Indiana Trust Wealth Management
Investment Advisory Services

by Clayton T. Bill, CFA
Vice President, Director of Investment Advisory Services

  • The US equity market, represented by the S&P 500 index, fell 2.3% for the week ending August 4.
  • Fitch Ratings downgraded US debt this week. It was shrugged off by the bond market.

On Tuesday evening this week, Fitch Ratings, one of the three major credit ratings agencies, downgraded the US debt from AAA (its highest rating) to AA+, one notch lower.

The US stock market fell the next day, and some attempted to link the decision to downgrade the world’s safest financial asset to the market decline. The stock swoon on Wednesday could be the result of many catalysts, but it is unlikely due to the Fitch downgrade. While it makes nice headlines for Fitch, the downgrade means next to nothing for capital markets.

Fitch cited recent debt ceiling debates as a reason for the decision. The debt ceiling has been a political football for decades. Does it make sense that the world’s largest and most liquid capital market – the market for US Treasury bonds – has not taken this risk into account?

Nor does the downgrade have much to say about the long-term “sustainability” of the path of the US debt. If “sustainability” is narrowly defined in a financial sense – will the dollars be there? - there is no financial constraint on Uncle Sam. There is no reason for the US to default on its bonds or on any future financial obligation it faces in US dollars.

Former Federal Reserve Chairman Alan Greenspan made this clear in Congressional testimony in 2005 when asked what the US government should do to make future Social Security benefits “more secure”.  He responded that future benefits are not insecure in the sense that the money will not be there. “There is nothing to prevent the US government from creating as much money as it wants and paying it to somebody,” Mr. Greenspan stated. (Presumably, that includes bondholders.)

Mr. Greenspan then cut to the heart of the issue: “The question is, how do you set up a system that ensures that the real assets are created which those Social Security benefits are employed to purchase. It is a question of the structure of the financial system which ensures that the real resources are created for retirement as distinct from the cash. The cash itself is nice to have, but it’s got to be in the context of the real resources created at the time those retirement benefits are created.”

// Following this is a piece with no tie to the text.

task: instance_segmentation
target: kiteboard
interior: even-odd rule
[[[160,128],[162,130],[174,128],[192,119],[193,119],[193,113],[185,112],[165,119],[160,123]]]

In other words, US debt “sustainability” should be measured relative to the US economy’s future productive capacity. It entails projecting future labor productivity, technology shifts, demographic advantages, strength of private and public institutions, the country’s vast natural resources, future public policy choices, and any other “unknown unknown” criteria. Not easy to measure.

Even should one be able to come up with such a projection, what is the “sustainable” level of US debt in that context? Again, very difficult to figure, which is why most investors decided long ago that “credit ratings” do not apply to the US federal government.

Fitch and other ratings agencies serve an important function: the credit analysis of the debt of corporations and state and local municipalities. The US federal government is a different matter. Or, as Edward Al-Hussainy, a senior analyst at Columbia Threadneedle noted, “the US credit rating is singular — there is no general methodology for rating the world’s pre-eminent safe haven asset.”